The second Giuseppe Conte government in Italy retains ambitious spending plans that may be in conflict with Brussel’s demands to reign over the public deficit.
Ahead of submitting the 2020 budget, Conte’s administration intends to slash payroll tax – whilst instituting a minimum wage – maintain a minimum guaranteed income for every citizen, and avoid an automatic VAT hike. That means increasing spending whilst achieving overall budget savings to the tune of €23bn in order to remain within the deficit limits set by the EU.
Conte’s emphasis is on cutting “wasteful state spending” and focus on growth, although fiscal consolidation of this kind can be challenging.

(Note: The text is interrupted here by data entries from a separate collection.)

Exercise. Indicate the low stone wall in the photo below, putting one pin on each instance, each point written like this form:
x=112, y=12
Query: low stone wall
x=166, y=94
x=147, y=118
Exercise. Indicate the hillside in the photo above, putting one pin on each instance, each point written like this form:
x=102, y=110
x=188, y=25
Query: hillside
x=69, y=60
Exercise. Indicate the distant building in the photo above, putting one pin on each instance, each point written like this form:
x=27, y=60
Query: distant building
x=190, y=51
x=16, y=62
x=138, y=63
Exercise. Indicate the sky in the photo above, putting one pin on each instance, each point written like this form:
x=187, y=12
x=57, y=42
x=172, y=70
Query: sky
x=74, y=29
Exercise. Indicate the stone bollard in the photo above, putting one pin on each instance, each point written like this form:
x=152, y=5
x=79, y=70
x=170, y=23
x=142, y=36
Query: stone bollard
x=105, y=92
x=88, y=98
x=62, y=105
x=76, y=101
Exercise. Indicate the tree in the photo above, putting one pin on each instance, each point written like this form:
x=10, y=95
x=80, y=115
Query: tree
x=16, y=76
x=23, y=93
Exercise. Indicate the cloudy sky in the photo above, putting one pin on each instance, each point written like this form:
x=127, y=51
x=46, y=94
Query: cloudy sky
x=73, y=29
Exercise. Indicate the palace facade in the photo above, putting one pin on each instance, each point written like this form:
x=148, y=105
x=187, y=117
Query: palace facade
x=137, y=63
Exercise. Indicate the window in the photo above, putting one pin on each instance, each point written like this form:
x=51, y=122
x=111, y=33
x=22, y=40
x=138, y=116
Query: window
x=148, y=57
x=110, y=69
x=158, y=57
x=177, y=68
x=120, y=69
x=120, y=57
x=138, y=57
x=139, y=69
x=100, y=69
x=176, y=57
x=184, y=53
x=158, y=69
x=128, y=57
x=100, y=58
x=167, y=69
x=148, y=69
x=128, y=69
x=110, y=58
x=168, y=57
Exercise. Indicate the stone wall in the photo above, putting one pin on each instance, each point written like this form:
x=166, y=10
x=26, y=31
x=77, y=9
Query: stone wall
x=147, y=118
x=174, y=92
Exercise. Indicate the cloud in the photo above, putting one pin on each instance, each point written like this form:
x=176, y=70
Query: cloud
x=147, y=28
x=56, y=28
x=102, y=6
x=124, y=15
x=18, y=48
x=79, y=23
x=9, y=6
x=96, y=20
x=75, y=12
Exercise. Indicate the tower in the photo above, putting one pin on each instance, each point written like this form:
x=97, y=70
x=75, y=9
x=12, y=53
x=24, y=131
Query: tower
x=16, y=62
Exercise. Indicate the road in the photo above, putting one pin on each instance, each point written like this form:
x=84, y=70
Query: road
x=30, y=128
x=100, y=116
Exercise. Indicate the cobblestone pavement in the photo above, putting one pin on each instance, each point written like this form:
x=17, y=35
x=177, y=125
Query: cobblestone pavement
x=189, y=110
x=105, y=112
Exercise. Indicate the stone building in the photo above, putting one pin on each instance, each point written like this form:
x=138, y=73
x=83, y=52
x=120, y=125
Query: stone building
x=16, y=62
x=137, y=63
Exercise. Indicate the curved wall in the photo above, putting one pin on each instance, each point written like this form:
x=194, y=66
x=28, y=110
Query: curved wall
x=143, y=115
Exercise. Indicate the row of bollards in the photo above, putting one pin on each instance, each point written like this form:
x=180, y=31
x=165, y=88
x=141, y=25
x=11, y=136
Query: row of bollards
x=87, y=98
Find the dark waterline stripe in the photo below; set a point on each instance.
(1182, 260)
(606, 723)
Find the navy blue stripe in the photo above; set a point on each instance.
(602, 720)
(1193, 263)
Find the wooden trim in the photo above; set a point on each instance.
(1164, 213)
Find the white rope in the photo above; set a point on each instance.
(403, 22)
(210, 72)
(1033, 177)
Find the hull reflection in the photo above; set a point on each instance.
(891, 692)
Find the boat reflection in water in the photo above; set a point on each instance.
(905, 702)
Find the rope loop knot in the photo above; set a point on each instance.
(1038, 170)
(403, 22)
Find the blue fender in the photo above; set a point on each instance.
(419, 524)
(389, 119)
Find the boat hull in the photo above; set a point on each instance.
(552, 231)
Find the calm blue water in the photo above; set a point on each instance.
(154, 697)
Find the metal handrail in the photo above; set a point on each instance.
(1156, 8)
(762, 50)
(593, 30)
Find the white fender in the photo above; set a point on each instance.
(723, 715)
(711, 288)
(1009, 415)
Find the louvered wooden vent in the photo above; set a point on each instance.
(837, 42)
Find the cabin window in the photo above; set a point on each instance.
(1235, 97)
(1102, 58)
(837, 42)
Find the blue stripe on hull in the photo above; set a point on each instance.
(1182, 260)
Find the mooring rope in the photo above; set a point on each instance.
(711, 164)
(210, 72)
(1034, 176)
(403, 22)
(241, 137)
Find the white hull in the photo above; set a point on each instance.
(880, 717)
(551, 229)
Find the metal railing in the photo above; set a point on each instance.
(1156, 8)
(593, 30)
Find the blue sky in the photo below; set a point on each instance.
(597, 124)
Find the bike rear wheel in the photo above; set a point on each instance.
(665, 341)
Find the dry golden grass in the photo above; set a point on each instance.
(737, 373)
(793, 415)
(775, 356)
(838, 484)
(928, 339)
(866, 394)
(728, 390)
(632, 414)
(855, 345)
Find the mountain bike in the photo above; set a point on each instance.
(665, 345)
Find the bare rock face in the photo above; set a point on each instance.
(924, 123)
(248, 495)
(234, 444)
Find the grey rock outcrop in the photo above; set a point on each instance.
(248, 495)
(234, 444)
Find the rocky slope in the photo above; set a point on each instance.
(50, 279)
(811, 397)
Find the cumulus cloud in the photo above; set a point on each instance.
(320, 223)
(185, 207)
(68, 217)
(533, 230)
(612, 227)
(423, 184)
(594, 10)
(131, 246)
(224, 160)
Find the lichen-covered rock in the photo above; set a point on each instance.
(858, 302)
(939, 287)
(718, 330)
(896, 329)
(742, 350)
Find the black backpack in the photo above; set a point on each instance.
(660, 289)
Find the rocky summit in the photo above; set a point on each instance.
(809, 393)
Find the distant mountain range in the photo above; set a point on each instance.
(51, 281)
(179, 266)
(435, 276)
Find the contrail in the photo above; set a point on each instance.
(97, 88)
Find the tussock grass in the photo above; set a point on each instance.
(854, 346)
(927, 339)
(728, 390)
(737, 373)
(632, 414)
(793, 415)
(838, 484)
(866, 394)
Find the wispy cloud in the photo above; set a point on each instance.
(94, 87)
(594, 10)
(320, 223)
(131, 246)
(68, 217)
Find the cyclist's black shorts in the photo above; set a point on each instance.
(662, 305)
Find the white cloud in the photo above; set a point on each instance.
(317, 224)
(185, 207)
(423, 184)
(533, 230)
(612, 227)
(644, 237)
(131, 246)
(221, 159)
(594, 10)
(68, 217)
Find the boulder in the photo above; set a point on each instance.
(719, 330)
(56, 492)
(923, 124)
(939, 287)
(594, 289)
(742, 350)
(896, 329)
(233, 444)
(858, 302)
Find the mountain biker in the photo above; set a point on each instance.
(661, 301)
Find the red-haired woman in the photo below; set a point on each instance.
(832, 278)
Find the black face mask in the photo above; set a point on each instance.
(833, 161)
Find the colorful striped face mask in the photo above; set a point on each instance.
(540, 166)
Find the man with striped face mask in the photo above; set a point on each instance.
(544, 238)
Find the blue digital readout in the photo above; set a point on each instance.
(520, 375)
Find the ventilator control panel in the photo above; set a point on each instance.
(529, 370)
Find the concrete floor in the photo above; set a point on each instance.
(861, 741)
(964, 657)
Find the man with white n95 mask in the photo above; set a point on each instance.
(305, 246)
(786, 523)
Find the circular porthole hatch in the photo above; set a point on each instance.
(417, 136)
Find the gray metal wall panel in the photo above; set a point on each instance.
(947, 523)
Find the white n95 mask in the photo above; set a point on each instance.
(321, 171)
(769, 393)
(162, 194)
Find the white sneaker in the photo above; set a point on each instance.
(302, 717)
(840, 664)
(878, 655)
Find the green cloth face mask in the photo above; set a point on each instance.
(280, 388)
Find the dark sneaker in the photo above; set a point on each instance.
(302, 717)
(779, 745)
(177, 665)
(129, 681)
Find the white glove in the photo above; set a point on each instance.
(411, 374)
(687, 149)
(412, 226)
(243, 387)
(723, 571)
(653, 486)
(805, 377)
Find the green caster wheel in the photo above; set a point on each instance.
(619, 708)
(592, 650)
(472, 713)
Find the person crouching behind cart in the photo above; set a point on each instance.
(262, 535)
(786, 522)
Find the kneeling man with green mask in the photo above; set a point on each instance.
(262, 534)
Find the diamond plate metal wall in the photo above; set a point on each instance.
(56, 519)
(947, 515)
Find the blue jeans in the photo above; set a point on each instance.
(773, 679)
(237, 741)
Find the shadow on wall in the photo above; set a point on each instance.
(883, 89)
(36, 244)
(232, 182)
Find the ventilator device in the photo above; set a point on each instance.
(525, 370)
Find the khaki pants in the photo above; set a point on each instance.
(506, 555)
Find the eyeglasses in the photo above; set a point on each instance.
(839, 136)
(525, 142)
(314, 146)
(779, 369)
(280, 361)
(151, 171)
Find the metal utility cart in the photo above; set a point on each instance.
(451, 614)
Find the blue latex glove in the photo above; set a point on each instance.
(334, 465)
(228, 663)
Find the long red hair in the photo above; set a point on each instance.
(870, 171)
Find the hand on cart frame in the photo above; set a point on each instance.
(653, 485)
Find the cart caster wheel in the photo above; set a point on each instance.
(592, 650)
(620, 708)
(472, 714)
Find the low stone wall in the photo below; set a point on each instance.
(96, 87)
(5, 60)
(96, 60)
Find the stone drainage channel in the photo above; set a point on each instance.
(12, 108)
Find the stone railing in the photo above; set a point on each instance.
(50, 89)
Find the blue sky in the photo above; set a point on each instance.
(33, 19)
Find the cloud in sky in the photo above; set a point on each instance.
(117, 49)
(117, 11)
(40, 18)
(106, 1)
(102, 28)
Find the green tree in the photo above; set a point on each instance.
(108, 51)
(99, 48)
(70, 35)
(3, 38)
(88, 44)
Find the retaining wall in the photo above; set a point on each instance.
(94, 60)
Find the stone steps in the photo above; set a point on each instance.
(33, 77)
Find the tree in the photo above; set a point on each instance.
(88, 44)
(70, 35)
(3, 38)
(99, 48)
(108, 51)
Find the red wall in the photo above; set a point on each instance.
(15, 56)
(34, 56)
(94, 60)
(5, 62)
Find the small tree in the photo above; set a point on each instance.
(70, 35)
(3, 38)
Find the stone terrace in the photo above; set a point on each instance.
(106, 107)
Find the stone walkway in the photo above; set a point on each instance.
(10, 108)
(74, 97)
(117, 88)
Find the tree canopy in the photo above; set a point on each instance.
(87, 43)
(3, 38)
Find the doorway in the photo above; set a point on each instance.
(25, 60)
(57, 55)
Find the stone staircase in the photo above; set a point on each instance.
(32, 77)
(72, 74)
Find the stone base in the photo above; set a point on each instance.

In a statement to Reuters, Eurogroup President Mario Centeno warned Rome on Monday that its 2020 budget should not violate the fiscal compact.
Italy must “continue in the difficult task of promoting growth with a fiscal policy that faces the restrictions that we all face,” Centeno said on the sidelines of the Ambrosetti forum near Lake Como.
Last Saturday, President Sergio Matarella echoed the Italian political consensus, calling for a less iron-clad implementation of the EU’s fiscal compact. Overall, the rhetoric of direct confrontation with Brussels is gone.
Since Matteo Salvini’s Lega withdrew its confidence in the first Conte government, there is no more talk of a parallel currency or a deficit-financed program of tax cuts.
Conte’s government wants an EU-wide minimum corporate tax, that is, a demand put forward by Emmanuel Macron and has time and again been resisted by the Netherlands, Ireland, Estonia, Luxembourg and other member-states.
Friction between Rome and Brussels is likely to remain.
For the moment, the Conte government faces it first confidence vote on Tuesday. His government cannot hope for the support of his former deputy prime minister, Salvini, who continues to demand elections whilst Lega members demonstrate outside the parliament.